Verdades auto-evidentes
Há quase 10 anos que sirvo pequenos almoços, almoços e jantares a crianças em crescimento, neste estabelecimento de restauração que também se chama a minha cozinha.
Durante esse tempo, não me lembro de um dia em que algum dos meus filhos (rapazes) tenham mostrado lembrar-se que os pratos não vão sozinhos para a mesa, a não ser que eu o tornasse evidente, vezes de mais, com um grito ou dois.
Alguns anos mais tarde, a nossa filha Leonor que tem agora 2 anos, começou a entrar nessa mesma cozinha pelo seu próprio pé e vontade, aprendeu a abrir o armário da loica inquebrável, estrategicamente colocada na prateleiras mais baixas, para conveniência dos rapazes (e minha), e sem indicação expressa aprendeu a tirar 3 pratos para pôr na mesa, um para si, dois para os "manos".

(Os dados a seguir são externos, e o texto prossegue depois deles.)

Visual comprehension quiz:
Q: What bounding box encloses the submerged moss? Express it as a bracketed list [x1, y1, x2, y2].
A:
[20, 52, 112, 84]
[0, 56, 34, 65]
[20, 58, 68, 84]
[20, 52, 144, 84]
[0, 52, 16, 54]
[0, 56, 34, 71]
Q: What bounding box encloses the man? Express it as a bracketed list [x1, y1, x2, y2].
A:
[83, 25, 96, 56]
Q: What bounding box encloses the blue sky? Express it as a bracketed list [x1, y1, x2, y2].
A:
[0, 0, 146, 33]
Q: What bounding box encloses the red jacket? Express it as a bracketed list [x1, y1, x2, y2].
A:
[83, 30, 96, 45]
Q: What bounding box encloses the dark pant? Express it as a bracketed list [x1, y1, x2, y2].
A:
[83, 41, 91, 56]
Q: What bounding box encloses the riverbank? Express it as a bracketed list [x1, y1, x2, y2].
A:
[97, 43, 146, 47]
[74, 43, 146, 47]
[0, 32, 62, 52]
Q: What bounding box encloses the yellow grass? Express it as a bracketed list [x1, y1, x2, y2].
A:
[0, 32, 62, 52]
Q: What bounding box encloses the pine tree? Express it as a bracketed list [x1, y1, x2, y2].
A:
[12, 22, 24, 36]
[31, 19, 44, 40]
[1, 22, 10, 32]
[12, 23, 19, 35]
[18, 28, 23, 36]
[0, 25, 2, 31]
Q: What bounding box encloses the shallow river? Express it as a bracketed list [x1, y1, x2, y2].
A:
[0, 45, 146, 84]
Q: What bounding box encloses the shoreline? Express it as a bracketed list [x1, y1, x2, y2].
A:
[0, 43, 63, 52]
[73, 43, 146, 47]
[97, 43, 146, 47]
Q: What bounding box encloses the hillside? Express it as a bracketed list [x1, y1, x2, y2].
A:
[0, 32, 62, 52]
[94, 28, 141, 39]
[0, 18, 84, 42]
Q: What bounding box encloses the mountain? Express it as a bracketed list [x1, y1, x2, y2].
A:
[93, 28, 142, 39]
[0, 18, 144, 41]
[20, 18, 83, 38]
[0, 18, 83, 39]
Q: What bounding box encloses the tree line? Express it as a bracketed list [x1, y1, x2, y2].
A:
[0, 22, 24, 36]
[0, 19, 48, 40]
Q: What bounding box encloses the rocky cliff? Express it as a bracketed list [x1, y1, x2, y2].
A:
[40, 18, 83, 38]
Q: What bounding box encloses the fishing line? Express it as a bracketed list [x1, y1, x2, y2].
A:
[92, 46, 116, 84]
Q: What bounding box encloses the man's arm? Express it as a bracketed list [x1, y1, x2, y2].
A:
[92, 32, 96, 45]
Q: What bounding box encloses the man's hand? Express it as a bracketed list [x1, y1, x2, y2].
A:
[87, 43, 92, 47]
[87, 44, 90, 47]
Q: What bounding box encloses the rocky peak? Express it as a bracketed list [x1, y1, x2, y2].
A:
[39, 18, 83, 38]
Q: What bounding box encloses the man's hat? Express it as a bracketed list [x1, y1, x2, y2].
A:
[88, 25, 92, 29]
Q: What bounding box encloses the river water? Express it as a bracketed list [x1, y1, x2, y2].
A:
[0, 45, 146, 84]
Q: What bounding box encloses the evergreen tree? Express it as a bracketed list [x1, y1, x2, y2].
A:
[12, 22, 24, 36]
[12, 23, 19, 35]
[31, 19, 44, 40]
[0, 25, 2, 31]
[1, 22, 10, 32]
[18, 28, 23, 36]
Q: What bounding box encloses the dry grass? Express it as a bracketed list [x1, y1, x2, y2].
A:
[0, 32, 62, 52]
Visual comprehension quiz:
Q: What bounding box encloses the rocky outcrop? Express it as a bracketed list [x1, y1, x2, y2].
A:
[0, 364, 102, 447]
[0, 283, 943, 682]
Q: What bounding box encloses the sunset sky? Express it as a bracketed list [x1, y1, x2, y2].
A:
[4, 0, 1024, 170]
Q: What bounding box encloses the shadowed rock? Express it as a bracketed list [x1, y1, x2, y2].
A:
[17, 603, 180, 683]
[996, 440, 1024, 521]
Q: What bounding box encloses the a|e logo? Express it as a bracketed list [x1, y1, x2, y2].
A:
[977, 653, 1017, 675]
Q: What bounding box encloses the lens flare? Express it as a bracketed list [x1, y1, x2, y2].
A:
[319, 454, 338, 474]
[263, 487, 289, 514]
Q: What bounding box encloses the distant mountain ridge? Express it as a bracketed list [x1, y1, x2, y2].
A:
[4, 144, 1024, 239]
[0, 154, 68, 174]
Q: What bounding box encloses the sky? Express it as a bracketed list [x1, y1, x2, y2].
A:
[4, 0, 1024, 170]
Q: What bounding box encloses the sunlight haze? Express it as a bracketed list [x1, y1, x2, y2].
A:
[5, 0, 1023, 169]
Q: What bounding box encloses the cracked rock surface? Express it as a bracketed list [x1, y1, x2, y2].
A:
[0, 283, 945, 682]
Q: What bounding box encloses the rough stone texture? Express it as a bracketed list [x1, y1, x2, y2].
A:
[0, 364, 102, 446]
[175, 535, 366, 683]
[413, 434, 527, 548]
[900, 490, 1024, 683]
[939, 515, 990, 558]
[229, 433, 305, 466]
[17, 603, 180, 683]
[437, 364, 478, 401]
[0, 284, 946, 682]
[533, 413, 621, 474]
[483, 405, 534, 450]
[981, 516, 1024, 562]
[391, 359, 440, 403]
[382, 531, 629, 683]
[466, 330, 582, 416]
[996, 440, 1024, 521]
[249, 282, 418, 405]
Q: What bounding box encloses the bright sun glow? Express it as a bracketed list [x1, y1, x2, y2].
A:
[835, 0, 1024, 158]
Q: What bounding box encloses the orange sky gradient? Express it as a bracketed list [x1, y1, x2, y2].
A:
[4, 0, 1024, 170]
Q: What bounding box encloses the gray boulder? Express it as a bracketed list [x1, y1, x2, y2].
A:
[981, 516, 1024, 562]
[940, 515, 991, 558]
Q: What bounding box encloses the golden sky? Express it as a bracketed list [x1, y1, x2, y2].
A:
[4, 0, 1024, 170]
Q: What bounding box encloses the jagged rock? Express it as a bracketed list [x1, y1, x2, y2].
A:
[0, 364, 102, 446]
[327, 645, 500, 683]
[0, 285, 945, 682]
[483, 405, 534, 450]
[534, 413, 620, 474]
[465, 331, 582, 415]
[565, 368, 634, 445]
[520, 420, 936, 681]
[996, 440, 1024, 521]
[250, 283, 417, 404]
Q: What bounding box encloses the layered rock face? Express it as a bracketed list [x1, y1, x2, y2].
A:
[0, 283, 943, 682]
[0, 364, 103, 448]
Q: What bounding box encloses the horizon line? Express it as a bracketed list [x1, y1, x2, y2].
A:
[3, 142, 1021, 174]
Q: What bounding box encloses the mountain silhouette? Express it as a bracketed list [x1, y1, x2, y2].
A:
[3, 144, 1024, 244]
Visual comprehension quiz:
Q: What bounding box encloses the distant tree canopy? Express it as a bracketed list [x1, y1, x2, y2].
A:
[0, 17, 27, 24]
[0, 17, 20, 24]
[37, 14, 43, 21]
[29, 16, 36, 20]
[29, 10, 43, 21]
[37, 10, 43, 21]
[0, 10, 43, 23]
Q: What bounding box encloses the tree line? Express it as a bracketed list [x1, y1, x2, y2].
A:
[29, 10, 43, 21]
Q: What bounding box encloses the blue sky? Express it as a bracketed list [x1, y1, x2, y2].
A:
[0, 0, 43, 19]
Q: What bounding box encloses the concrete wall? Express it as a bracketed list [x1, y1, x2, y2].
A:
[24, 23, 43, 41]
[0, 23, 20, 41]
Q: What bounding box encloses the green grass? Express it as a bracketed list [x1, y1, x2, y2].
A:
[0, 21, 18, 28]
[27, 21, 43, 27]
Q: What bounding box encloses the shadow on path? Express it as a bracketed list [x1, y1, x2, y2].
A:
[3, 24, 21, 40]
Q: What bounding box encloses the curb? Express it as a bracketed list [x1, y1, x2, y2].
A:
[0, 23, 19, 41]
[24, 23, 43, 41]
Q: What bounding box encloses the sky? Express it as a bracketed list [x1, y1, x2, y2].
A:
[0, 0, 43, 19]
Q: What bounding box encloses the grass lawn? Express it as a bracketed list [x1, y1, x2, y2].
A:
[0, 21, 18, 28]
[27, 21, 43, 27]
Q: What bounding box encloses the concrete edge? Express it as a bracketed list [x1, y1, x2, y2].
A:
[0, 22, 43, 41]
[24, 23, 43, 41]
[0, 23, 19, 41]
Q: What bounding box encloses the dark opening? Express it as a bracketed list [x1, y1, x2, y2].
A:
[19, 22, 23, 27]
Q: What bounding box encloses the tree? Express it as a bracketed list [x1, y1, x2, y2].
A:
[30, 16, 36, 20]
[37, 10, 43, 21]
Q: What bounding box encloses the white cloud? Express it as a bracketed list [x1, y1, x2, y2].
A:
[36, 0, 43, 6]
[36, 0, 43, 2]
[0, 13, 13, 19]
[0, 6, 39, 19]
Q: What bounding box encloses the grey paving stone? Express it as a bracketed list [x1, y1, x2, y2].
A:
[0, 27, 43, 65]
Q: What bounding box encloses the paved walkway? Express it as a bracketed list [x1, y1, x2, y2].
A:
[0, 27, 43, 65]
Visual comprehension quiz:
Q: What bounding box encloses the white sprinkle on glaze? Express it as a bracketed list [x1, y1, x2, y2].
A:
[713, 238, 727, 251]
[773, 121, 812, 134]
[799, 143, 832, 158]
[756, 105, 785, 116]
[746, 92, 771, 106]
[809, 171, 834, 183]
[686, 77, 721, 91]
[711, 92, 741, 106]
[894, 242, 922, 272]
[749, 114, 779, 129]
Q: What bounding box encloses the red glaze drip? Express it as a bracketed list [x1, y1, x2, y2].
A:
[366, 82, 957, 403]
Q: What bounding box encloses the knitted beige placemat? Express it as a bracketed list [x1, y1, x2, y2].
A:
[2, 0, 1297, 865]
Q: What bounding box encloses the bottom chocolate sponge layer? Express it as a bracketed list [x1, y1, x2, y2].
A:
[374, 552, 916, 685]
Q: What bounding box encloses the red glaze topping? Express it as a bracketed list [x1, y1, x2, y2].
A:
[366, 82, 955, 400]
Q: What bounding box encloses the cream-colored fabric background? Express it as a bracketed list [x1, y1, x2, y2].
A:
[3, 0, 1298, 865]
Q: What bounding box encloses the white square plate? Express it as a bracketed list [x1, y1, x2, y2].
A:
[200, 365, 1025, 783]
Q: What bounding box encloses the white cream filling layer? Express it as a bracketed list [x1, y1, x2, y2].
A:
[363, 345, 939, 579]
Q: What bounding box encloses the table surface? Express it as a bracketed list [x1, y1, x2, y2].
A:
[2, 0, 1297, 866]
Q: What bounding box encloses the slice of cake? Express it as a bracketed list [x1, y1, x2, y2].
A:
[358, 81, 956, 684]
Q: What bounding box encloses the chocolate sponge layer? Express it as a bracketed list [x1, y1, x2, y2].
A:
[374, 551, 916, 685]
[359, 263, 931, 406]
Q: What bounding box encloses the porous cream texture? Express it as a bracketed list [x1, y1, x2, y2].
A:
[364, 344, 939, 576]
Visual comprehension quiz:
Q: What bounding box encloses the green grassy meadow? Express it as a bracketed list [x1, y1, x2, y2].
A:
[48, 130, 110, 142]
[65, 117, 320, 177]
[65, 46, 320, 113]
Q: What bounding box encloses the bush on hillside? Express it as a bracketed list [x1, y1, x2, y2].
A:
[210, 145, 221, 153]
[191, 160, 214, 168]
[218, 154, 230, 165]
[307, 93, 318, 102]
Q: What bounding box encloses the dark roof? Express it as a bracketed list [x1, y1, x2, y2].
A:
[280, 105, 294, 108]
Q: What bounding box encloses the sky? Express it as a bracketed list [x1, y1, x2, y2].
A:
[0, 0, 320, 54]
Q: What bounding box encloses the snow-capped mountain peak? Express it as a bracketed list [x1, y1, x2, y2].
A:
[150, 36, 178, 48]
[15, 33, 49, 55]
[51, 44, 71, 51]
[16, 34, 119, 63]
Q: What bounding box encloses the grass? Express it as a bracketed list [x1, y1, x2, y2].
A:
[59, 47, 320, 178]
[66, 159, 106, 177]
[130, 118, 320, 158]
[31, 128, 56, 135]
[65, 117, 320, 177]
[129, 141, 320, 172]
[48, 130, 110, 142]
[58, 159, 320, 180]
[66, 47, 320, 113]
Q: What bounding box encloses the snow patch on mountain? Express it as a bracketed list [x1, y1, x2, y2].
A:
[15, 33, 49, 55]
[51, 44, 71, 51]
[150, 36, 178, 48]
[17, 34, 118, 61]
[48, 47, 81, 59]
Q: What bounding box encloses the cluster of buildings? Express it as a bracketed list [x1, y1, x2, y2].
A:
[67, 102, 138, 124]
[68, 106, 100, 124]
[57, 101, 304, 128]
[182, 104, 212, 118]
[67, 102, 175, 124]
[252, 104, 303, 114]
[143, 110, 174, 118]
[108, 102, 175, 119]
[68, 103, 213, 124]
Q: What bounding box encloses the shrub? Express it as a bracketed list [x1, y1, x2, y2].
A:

Aos 2 anos, pôr a mesa é uma necessidade mais auto-evidente para ela, do que para os seus irmãos mais velhos. Porquê? Talvez por causa dessa verdade, também auto-evidente: OS HOMENS E AS MULHERES NÃO SÃO IGUAIS.
Mas também esta verdade, como outras, não é auto-evidente para todos, e foi a nossa filha Leonor que a tornou auto-evidente para mim. Porque como mulher moderna que sou, que tirou um curso superior no fim do séc. XX e trabalhou no contexto laboral do séc. XXI, não há nada que eu não seja capaz! Mas há muita coisa para a qual não estou disponível. Pôr a mesa é só uma delas.
Mas na nossa sociedade doméstica, pôr a mesa é para a minha filha Leonor, uma promoção social! Uma razão de orgulho, um novíssimo sentido de utilidade pública, uma fonte de realização pessoal. É preciso vê-la com os pratos na mão a destiná-los em cima da mesa... é algo que não a diminui, mas antes a enaltece a ela, e inaltece a tarefa. Apetece fazê-la e fazê-la melhor.
Em nossa casa, este contraste, esta diferença, é o maior motor de mudança. Não a mudança que leva a ser mais iguais, mas uma mudança que leva cada um a ser mais quem é. Acentua-se o contraste, as cores ficam mais vivas.